| The Grey Badger ( @ 2008-02-29 08:11:00 |
| Current location: | Out of the draft |
| Current mood: | |
| Current music: | "Over There". |
| Entry tags: | and peace., citizenship, the draft, war |
Rethinking the draft
I came out of the 60s with the firm conviction that the draft was slavery and that service in our armed forces should be voluntary. I fully believed that this would be a check on stupid foreign adventures, since the voluntary enlistment rate would rise and fall with the perceived peril to our nation.
As time wore on, I noticed that an all-volunteer army was also a professional army, and thought I detected traces of the Us-vs-Them mentality well known to exist among law enforcement personnel, and described in great detail with approval by Robert Heinlein in Starship Troopers. And that every republic known to history had relied on citizen armies - the rise of professional armies went hand in hand with the rise of empire. How to resolve this paradox?
Lately, someone posted a little-known bit of early American history to a historical analysis forum. It was that in the early days of the United States there were three levels of military service, two of them voluntary.
There were the armed forces, which you joined, and they were professionals, complete with training academies for officers.
There was the "organized militia" which was voluntary and non-professional, made up of citizens who volunteered to train and to drill regularly and to be, essentially, first responders in case of trouble in their area. This is what became the National Guard.
Then there was the "unorganized militia" which consisted of all able-bodied citizens between the ages of - was it 18? - and 45. In the old days they followed the model still in use among the Swiss, and were expected to own and know how to use the basic infantry weapon, some sort of long gun. That model is long gone, though among rural people it certainly has its points. However, the cogent fact is that -
They could be called up whenever they were needed. Because they were citizens and this was part of the price of citizenship: to defend your country when you were needed.
This way of doing things slowly vanished as the decades wore on, but the basic structure can faintly be discerned beneath the mutations and misuses (the National Guard was NOT supposed to be sent overseas! They were supposed to respond to disasters here at home!), accretions of time and custom, and changes of terminology.

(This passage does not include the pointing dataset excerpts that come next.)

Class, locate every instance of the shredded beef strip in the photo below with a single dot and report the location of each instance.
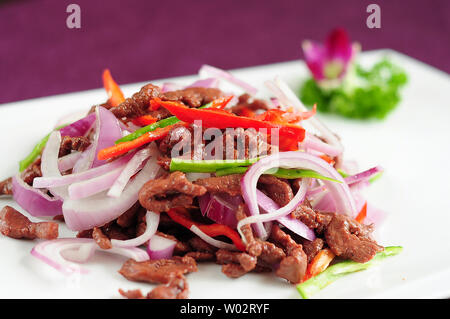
(138, 104)
(268, 253)
(164, 162)
(181, 248)
(177, 288)
(69, 144)
(179, 135)
(162, 194)
(245, 101)
(230, 184)
(132, 294)
(158, 271)
(312, 248)
(6, 187)
(235, 264)
(15, 225)
(32, 171)
(277, 189)
(292, 267)
(101, 239)
(194, 96)
(346, 237)
(129, 217)
(349, 239)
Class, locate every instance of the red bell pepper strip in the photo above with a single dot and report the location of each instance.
(222, 120)
(125, 147)
(327, 159)
(285, 117)
(319, 263)
(219, 103)
(115, 95)
(362, 214)
(144, 120)
(212, 230)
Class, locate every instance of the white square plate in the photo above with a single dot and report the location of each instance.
(412, 144)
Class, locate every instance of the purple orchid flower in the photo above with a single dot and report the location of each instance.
(329, 62)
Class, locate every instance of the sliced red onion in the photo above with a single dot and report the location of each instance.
(363, 176)
(168, 87)
(194, 176)
(80, 127)
(269, 206)
(218, 73)
(95, 185)
(160, 247)
(107, 131)
(205, 83)
(71, 118)
(53, 180)
(133, 166)
(34, 201)
(210, 240)
(68, 161)
(62, 253)
(314, 143)
(220, 208)
(274, 215)
(288, 98)
(300, 160)
(99, 209)
(152, 221)
(49, 165)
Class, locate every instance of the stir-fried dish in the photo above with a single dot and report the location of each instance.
(179, 175)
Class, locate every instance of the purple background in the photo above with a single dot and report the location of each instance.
(145, 40)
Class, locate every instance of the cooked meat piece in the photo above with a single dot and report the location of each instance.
(59, 218)
(199, 244)
(181, 247)
(164, 162)
(177, 288)
(345, 236)
(114, 231)
(129, 217)
(201, 256)
(132, 294)
(157, 271)
(32, 171)
(349, 239)
(239, 144)
(194, 96)
(277, 189)
(235, 264)
(69, 144)
(230, 184)
(246, 102)
(268, 254)
(160, 114)
(311, 248)
(314, 220)
(85, 233)
(179, 136)
(6, 187)
(252, 245)
(162, 194)
(138, 104)
(293, 267)
(15, 225)
(101, 239)
(233, 270)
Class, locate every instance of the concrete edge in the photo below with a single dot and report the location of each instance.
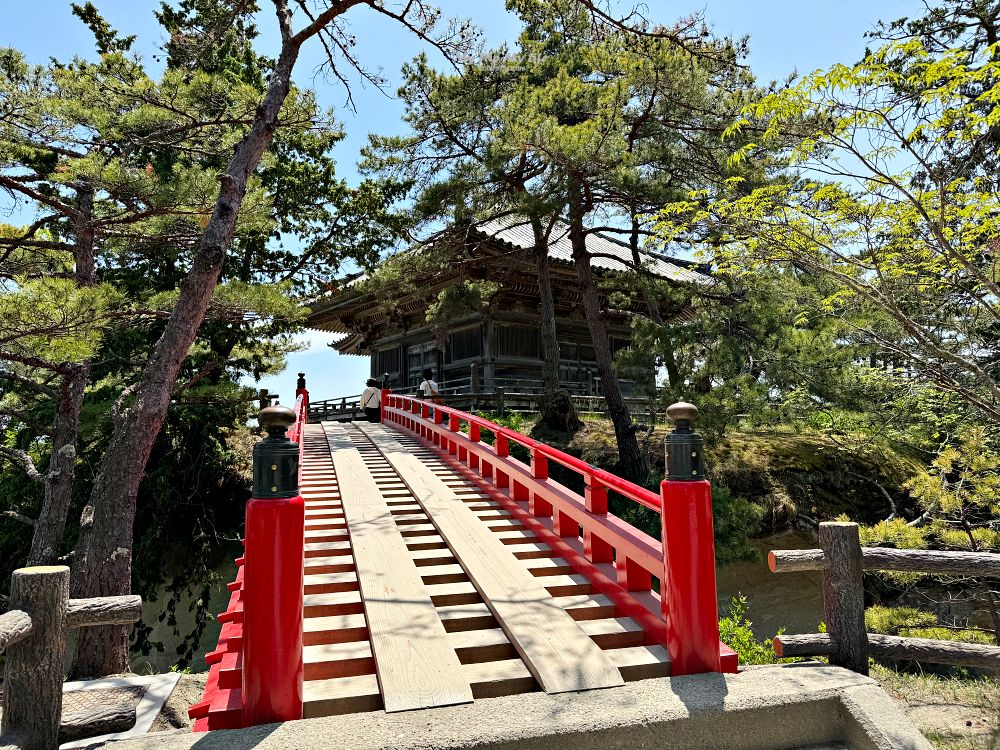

Therefore: I have changed my mind somewhat. Now, I still don't believe in the peacetime draft, though compulsory military training might be a very useful thing to institute. And we need some way to keep ambitious leaders from being able to call up the nation's youth for wars of conquest. Hmmm.... how about taking the callup out of the hands of the nation's Chief Executive and putting it back in the hands of the People In Congress Assembled?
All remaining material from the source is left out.